Overview
Latxa 3.1 8B Instruct: Basque Language Adaptation
Latxa 3.1 8B Instruct is an instruction-tuned large language model developed by the HiTZ Research Center & IXA Research group, building upon Meta's Llama-3.1-8B-Instruct. This model addresses the performance gap for low-resource languages by undergoing extensive language adaptation using a 4.2 billion token Basque corpus (Etxaniz et al., 2024).
Key Capabilities
- Basque Language Proficiency: Demonstrates substantial performance improvements over Llama-3.1-Instruct on standard Basque benchmarks, particularly in chat conversations.
- Instruction Following: Designed to follow instructions and function effectively as a chat assistant in Basque.

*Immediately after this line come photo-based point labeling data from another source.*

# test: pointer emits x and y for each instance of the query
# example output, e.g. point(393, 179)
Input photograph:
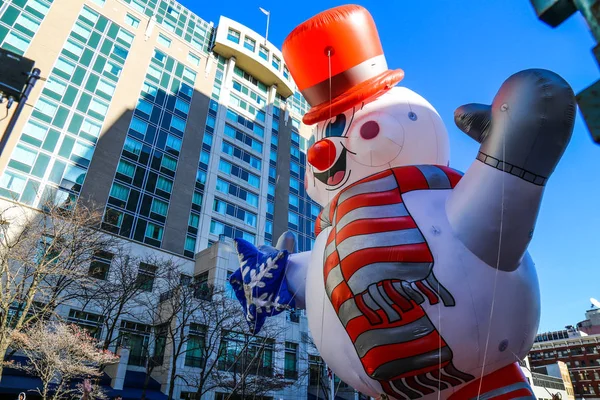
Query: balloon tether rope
point(487, 341)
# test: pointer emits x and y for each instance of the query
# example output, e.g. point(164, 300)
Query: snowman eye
point(336, 127)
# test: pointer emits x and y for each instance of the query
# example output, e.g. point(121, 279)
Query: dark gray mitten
point(528, 126)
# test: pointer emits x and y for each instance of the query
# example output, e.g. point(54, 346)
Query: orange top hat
point(337, 61)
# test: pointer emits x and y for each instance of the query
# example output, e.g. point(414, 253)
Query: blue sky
point(457, 52)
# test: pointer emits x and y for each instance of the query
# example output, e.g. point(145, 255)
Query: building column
point(213, 166)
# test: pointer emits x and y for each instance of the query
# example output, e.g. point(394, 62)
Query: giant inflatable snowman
point(419, 284)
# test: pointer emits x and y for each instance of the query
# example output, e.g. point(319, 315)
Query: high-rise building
point(180, 131)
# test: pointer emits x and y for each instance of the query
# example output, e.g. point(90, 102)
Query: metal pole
point(267, 34)
point(33, 77)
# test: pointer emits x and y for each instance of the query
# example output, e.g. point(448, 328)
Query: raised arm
point(523, 135)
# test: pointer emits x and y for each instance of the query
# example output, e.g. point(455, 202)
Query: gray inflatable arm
point(523, 135)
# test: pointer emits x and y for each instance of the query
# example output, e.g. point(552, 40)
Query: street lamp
point(268, 14)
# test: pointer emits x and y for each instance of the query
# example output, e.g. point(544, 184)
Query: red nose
point(322, 154)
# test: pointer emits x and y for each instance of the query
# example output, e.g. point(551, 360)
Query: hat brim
point(375, 86)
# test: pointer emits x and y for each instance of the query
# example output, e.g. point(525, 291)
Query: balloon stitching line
point(487, 341)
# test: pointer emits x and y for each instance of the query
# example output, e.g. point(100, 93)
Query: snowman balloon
point(419, 284)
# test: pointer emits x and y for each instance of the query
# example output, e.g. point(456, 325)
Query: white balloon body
point(496, 315)
point(466, 327)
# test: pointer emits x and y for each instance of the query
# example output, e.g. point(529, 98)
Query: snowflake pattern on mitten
point(259, 284)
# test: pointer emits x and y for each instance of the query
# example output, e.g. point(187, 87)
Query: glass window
point(276, 63)
point(164, 184)
point(119, 191)
point(294, 183)
point(126, 168)
point(295, 151)
point(65, 66)
point(168, 162)
point(45, 107)
point(56, 86)
point(252, 199)
point(174, 142)
point(13, 182)
point(201, 176)
point(314, 210)
point(154, 231)
point(205, 157)
point(132, 146)
point(90, 127)
point(24, 155)
point(163, 40)
point(295, 167)
point(263, 52)
point(249, 43)
point(194, 220)
point(18, 43)
point(233, 35)
point(149, 89)
point(82, 150)
point(190, 245)
point(144, 106)
point(293, 218)
point(159, 207)
point(132, 21)
point(269, 227)
point(112, 68)
point(106, 87)
point(194, 59)
point(178, 124)
point(138, 125)
point(216, 227)
point(197, 198)
point(182, 106)
point(35, 130)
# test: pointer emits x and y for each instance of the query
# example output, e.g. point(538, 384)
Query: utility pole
point(554, 13)
point(268, 14)
point(17, 79)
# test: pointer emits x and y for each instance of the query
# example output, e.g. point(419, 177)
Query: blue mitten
point(260, 284)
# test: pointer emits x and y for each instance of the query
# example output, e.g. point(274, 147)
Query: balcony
point(195, 362)
point(269, 70)
point(290, 374)
point(138, 361)
point(546, 381)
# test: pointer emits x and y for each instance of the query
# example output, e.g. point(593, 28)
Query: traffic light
point(554, 12)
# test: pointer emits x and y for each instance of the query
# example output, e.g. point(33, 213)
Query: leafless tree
point(44, 262)
point(123, 284)
point(59, 354)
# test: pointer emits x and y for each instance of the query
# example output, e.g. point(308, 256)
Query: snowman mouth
point(336, 174)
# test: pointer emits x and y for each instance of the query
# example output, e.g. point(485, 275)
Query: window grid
point(68, 116)
point(154, 140)
point(182, 23)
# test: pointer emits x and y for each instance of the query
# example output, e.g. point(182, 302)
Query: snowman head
point(396, 129)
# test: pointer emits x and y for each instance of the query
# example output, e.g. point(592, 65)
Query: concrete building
point(591, 325)
point(580, 353)
point(183, 132)
point(550, 384)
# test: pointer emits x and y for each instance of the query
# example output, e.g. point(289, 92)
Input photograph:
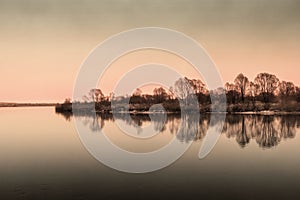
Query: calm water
point(43, 158)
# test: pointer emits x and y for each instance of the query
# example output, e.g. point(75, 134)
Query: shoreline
point(13, 105)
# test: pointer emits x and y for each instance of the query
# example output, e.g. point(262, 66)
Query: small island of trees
point(265, 93)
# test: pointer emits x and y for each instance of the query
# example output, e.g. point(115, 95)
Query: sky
point(44, 42)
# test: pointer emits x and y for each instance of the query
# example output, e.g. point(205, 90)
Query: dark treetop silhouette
point(265, 93)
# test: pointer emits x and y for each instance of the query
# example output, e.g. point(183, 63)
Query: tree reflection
point(265, 130)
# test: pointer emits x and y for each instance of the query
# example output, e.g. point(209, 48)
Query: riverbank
point(248, 109)
point(3, 104)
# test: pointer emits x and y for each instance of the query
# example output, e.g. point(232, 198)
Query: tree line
point(264, 90)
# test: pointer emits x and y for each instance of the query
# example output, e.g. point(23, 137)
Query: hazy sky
point(44, 42)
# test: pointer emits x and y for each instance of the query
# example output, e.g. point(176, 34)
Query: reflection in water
point(266, 130)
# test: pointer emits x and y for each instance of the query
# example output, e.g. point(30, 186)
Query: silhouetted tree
point(286, 89)
point(242, 83)
point(267, 84)
point(160, 95)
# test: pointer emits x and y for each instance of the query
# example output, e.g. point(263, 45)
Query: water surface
point(42, 158)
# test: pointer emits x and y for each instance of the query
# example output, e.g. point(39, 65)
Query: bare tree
point(286, 89)
point(137, 92)
point(95, 95)
point(267, 84)
point(242, 84)
point(160, 94)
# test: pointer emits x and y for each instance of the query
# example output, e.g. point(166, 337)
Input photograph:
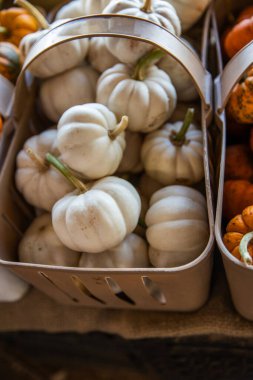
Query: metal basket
point(184, 288)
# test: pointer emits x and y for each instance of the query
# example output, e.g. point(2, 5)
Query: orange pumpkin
point(240, 34)
point(240, 104)
point(239, 229)
point(10, 64)
point(15, 23)
point(239, 162)
point(237, 195)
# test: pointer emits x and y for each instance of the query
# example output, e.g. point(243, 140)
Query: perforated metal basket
point(184, 288)
point(239, 277)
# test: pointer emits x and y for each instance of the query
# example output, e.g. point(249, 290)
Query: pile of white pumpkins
point(112, 100)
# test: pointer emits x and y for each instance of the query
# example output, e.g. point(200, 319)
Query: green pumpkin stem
point(147, 6)
point(41, 20)
point(140, 70)
point(38, 160)
point(64, 170)
point(178, 138)
point(119, 127)
point(243, 248)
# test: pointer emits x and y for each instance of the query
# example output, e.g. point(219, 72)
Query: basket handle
point(126, 27)
point(231, 74)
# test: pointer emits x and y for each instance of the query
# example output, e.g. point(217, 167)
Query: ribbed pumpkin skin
point(237, 227)
point(18, 23)
point(238, 194)
point(240, 105)
point(240, 34)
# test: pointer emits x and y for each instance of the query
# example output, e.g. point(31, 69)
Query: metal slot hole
point(153, 290)
point(58, 288)
point(114, 287)
point(80, 285)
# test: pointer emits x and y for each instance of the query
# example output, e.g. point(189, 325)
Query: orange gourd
point(10, 63)
point(240, 34)
point(15, 23)
point(240, 104)
point(239, 162)
point(239, 234)
point(237, 195)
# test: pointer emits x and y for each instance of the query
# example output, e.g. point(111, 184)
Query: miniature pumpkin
point(96, 219)
point(132, 252)
point(15, 23)
point(159, 11)
point(239, 164)
point(40, 185)
point(59, 93)
point(240, 104)
point(189, 11)
point(148, 186)
point(180, 78)
point(131, 159)
point(98, 49)
point(237, 195)
point(90, 140)
point(177, 226)
point(58, 59)
point(174, 153)
point(239, 35)
point(10, 64)
point(145, 94)
point(238, 228)
point(40, 245)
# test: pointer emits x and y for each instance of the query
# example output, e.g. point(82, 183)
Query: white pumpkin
point(99, 218)
point(178, 229)
point(131, 160)
point(148, 102)
point(181, 79)
point(132, 252)
point(72, 9)
point(99, 56)
point(159, 11)
point(90, 140)
point(40, 245)
point(172, 157)
point(148, 186)
point(40, 185)
point(57, 60)
point(94, 6)
point(141, 227)
point(73, 87)
point(189, 11)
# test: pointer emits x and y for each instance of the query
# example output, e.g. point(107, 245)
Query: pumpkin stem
point(38, 160)
point(41, 20)
point(145, 62)
point(64, 170)
point(147, 6)
point(4, 30)
point(243, 248)
point(119, 127)
point(178, 138)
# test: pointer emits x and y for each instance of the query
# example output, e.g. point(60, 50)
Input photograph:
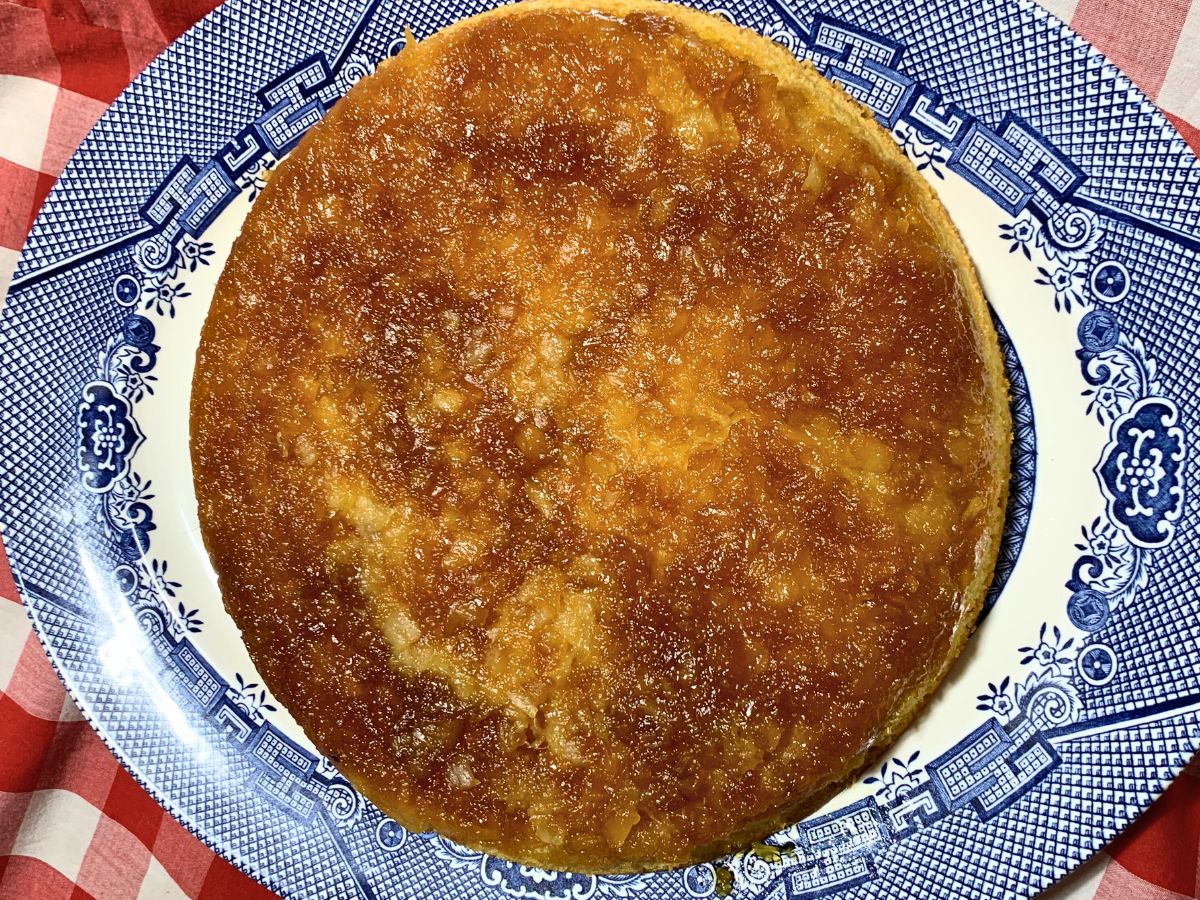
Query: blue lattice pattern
point(973, 78)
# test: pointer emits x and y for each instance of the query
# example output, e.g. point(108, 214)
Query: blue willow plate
point(1075, 702)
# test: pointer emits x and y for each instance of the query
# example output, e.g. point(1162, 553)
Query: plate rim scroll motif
point(1103, 201)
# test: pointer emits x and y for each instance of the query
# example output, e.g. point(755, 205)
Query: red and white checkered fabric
point(73, 823)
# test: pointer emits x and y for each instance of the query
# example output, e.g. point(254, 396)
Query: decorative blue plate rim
point(1123, 246)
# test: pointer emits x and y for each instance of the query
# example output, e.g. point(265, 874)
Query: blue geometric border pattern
point(996, 93)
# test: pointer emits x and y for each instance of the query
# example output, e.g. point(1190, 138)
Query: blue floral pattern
point(1141, 473)
point(1103, 264)
point(108, 436)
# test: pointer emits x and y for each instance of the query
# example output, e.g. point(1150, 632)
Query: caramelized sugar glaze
point(599, 437)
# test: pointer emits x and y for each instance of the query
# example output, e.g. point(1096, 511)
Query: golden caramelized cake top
point(599, 436)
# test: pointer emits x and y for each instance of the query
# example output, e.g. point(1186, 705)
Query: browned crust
point(793, 75)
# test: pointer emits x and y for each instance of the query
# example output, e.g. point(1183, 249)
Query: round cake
point(600, 436)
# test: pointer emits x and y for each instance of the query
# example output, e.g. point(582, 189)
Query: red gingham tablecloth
point(73, 823)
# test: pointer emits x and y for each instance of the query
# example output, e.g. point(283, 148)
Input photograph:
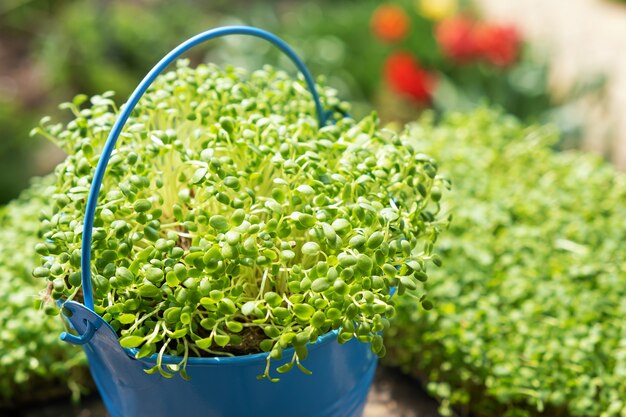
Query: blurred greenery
point(34, 363)
point(529, 302)
point(54, 49)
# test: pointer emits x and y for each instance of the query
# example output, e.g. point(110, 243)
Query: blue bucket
point(219, 386)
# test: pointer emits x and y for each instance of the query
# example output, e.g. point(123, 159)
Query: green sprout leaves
point(245, 228)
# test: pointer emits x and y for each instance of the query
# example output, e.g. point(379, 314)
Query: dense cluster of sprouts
point(230, 223)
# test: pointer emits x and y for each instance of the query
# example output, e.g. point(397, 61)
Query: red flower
point(406, 77)
point(390, 23)
point(456, 38)
point(498, 44)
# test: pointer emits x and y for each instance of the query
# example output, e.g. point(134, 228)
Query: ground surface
point(393, 395)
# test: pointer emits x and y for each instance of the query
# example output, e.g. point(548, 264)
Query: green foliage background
point(529, 304)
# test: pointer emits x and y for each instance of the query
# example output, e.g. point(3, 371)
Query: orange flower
point(406, 77)
point(456, 38)
point(390, 23)
point(498, 44)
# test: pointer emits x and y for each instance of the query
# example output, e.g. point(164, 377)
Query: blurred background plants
point(400, 57)
point(397, 57)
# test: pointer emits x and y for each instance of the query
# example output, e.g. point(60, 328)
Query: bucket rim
point(207, 361)
point(232, 360)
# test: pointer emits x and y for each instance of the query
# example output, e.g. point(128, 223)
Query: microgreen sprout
point(230, 223)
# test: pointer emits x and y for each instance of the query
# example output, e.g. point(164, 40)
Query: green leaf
point(130, 342)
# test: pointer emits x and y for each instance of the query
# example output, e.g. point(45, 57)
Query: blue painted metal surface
point(220, 386)
point(227, 386)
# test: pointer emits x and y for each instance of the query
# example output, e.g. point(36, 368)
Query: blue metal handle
point(109, 145)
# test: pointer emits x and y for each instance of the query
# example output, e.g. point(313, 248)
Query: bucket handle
point(109, 145)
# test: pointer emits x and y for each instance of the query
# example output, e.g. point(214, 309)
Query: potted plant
point(234, 236)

- Competitive Performance: Preliminary evaluations, including an arena-based assessment, show Latxa 3.1 8B Instruct ranking highly against other models, including proprietary ones like GPT-4o and Claude Sonnet, for Basque tasks.
Evaluation Highlights
Latxa 3.1 8B Instruct shows significant gains across various Basque datasets compared to Llama-3.1 8B Instruct:
- Belebele: 80.00% accuracy (vs. 73.89% for Llama-3.1 8B Instruct)
- X-Story Cloze: 71.34% accuracy (vs. 61.22%)
- EusProficiency: 52.83% accuracy (vs. 34.13%)
- EusReading: 62.78% accuracy (vs. 49.72%)
- EusTrivia: 61.05% accuracy (vs. 45.01%)
- EusExams: 56.00% accuracy (vs. 46.21%)
Good for
- Applications requiring high-quality language generation and understanding in Basque.
- Developing chatbots and conversational AI systems for Basque speakers.
- Research and development in low-resource language NLP, specifically for Basque.